Timothy Spall finds beauty in the unlikeliest places as painter J.M.W. Turner.

Sony Pictures Classics

If you picture landscape painting as a delicate, ethereal, pristine process involving an easel on a hillside and a sunset, Mr. Turner will be an eye-opener.

Tim Spall grunts and snorts his way through the film as J.M.W. Turner in ways that will forever link phlegm and art in the minds of viewers. He spits on his canvases, stabs at them with brushes, smears them with rags, blows powdered pigment at them. His method looks less like painting, than like an attack on the canvas — but lordy, the results: Mists and fogs surrounding shipwrecks, steam locomotives belching fire, everything bathed in the most astonishing light.

Spall may make a grotesque of Turner — piggish, rutting, whoring — but he finds such incandescence in the world around him. And director Mike Leigh lets you see that incandescence as Turner saw it: Everywhere. In sunsets, of course, but also in a woman's corpse washed up on a riverbank, or in the rashes that bloom on the neck of a gargoyle-like housekeeper. You start to see doors and windows in the film as frames around kinetic images that Leigh's put inside them — ships drifting by, hillsides topped by ochre clouds.
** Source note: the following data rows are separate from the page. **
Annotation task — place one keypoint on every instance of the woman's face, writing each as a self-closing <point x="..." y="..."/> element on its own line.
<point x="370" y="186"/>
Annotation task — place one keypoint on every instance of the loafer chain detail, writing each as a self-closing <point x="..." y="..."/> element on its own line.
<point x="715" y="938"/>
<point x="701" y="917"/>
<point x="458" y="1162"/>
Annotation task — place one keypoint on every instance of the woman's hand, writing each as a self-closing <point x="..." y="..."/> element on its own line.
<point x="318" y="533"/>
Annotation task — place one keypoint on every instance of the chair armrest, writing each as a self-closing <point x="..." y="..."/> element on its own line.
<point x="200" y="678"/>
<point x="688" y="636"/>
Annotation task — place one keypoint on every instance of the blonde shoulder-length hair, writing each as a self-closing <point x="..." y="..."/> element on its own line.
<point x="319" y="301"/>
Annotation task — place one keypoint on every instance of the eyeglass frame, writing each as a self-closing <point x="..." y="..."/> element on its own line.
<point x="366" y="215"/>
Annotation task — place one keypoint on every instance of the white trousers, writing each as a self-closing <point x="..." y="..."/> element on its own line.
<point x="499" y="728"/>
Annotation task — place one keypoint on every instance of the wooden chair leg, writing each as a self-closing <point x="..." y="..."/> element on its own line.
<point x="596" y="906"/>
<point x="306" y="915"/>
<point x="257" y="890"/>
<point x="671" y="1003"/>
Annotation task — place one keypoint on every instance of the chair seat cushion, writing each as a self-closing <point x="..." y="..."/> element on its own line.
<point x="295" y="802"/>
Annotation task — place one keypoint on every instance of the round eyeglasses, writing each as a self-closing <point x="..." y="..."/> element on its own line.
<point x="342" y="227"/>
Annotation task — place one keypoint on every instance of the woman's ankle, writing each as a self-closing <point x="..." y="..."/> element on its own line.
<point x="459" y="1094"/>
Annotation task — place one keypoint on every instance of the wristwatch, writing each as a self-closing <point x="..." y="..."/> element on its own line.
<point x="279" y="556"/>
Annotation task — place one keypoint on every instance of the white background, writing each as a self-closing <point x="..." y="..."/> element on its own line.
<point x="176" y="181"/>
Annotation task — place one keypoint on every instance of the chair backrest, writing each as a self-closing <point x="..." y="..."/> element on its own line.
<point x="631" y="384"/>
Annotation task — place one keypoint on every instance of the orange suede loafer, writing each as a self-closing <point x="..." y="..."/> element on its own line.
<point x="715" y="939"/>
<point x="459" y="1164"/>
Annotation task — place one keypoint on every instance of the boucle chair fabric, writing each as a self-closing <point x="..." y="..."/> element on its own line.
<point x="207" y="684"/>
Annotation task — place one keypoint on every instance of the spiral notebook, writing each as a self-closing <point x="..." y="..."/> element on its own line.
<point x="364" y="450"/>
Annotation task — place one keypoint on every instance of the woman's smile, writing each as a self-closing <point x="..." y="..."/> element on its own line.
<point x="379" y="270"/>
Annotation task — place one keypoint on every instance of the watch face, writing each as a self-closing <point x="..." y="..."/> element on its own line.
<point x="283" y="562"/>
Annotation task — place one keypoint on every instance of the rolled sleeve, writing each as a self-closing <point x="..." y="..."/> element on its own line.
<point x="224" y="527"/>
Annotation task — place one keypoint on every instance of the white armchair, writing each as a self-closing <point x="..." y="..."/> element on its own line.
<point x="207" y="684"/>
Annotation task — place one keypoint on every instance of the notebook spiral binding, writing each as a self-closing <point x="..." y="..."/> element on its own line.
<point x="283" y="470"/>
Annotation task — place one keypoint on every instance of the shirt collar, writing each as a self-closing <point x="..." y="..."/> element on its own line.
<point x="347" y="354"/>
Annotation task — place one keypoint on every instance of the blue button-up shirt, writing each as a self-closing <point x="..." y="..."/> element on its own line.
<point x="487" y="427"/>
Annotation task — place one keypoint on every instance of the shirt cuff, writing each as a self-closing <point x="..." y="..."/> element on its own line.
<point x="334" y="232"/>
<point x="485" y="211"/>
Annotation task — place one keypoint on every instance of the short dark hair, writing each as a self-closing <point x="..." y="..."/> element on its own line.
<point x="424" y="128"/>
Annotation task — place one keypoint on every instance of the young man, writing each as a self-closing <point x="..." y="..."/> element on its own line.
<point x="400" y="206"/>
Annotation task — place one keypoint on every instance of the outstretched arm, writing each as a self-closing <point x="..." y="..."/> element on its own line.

Turner, meanwhile, is distracted by beauty elsewhere — there's a landlady who rents him a room by the sea, and who comes to care for him without knowing he's one of England's most celebrated artists. She is a respite for him. A respite from the fist fights of the exhibition hall, from the preening of critics, from family crises, and from his own excesses. At one point, he nearly dies after lashing himself to a ship's mast during a snowstorm so he can really see the light.

But what he sees, say, on a rowing excursion with fellow artists, as a decommissioned three-mast battleship is tugged into harbor to be turned into tables and chairs? The others see the sunset, the ship's masts and the end of an era. Turner sees the steam-driven tugboat and new beginnings.

Turner's painting of the scene, The Fighting Temeraire will, in fact, become his masterpiece. As Mr. Turner is Mike Leigh's — a growling, snuffling, earthy work of art, every frame worthy of framing.